Intergalactic cartographers have been able to probe the cosmic web before, discovering other filaments in the forms of walls made of galaxies. The South Pole Wall, for example, stretches 1.4 billion light years, and its discovery was announced in July. The largest known structure—the Hercules-Corona Borealis Great Wall—is 10 billion light years wide.

A particle moving at the speed of light would take 6.5 million years to traverse the radio bridge discovered between the A1758 clusters, which are each a few million light years wide.

This latest observation comes at the heels of the first discovery of a radio bridge by an overlapping group of researchers, which was published last year in the journal Science.
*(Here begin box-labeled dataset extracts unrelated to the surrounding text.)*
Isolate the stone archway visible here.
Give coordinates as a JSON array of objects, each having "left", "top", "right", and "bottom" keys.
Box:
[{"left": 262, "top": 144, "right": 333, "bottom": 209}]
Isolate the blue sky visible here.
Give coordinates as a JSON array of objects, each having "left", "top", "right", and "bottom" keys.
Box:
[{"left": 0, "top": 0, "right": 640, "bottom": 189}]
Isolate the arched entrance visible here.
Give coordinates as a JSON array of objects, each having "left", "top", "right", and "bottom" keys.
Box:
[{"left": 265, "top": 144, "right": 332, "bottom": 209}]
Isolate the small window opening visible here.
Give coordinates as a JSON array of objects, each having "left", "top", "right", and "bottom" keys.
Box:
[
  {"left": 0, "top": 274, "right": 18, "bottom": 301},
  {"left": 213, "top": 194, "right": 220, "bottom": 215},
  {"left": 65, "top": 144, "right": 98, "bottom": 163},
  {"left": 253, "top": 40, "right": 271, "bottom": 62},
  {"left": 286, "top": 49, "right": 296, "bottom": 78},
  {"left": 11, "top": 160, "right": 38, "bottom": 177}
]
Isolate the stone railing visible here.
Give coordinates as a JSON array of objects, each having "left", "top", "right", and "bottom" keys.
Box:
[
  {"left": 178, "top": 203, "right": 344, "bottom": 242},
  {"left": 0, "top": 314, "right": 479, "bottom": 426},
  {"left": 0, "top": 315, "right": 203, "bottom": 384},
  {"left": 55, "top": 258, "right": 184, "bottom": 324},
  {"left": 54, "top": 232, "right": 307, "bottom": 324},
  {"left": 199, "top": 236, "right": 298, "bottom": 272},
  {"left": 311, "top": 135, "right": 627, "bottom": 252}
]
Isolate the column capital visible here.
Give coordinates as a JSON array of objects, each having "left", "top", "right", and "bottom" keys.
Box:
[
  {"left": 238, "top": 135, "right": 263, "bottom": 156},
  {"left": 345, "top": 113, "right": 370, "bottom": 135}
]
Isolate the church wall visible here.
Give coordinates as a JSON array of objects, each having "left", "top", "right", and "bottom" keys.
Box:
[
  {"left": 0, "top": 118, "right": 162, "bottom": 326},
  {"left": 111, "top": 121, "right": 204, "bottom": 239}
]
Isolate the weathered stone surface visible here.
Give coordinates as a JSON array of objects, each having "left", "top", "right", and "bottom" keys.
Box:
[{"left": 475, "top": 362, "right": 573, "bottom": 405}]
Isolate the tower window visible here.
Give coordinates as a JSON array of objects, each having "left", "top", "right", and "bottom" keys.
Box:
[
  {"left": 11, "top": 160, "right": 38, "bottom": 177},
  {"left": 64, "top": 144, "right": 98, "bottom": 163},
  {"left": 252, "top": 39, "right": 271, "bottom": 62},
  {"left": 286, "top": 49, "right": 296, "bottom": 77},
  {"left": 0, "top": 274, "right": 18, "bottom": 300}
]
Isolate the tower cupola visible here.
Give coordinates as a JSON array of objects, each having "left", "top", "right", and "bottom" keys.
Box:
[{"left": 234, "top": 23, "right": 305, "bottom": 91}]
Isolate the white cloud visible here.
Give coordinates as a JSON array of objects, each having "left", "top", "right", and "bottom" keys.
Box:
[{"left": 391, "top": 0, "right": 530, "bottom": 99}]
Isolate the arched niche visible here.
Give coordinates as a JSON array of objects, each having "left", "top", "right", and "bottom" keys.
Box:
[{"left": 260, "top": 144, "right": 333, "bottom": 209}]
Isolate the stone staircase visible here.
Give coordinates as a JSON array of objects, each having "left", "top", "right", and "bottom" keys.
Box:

The A1758 clusters in the new paper, however, are much earlier in the process of colliding and merging than the first two galaxy clusters, Abell 0399 and Abell 0401. As a result, they are much farther apart from one another.

Botteon said that magnetic fields, combined with relativistic particles (those moving close to the speed of light), created the bridge of radio-emitting plasma.

LOFAR enabled the discoveries of these bridges by accessing a very low-frequency observational window that astronomers had not been able to probe as recently as a few years ago, Botteon said. Now that two bridges have been observed using LOFAR, Botteon and his collaborators want to know how common these are between galaxy clusters.

Last year, he observed a third pair of galaxy clusters that were not linked by a radio bridge—the two cluster pairs that did have bridges were both more massive and dynamic than this third pair. Still, it’s unclear whether the two bridges are exceptions or rules.

“I think that these two radio bridges that have been reported are in very exceptional pairs of galaxy clusters that are basically the most massive clusters we can observe with LOFAR,” he said. “What we are doing now is observing more galaxy clusters in every phase of collision and searching for diffuse radio emissions.”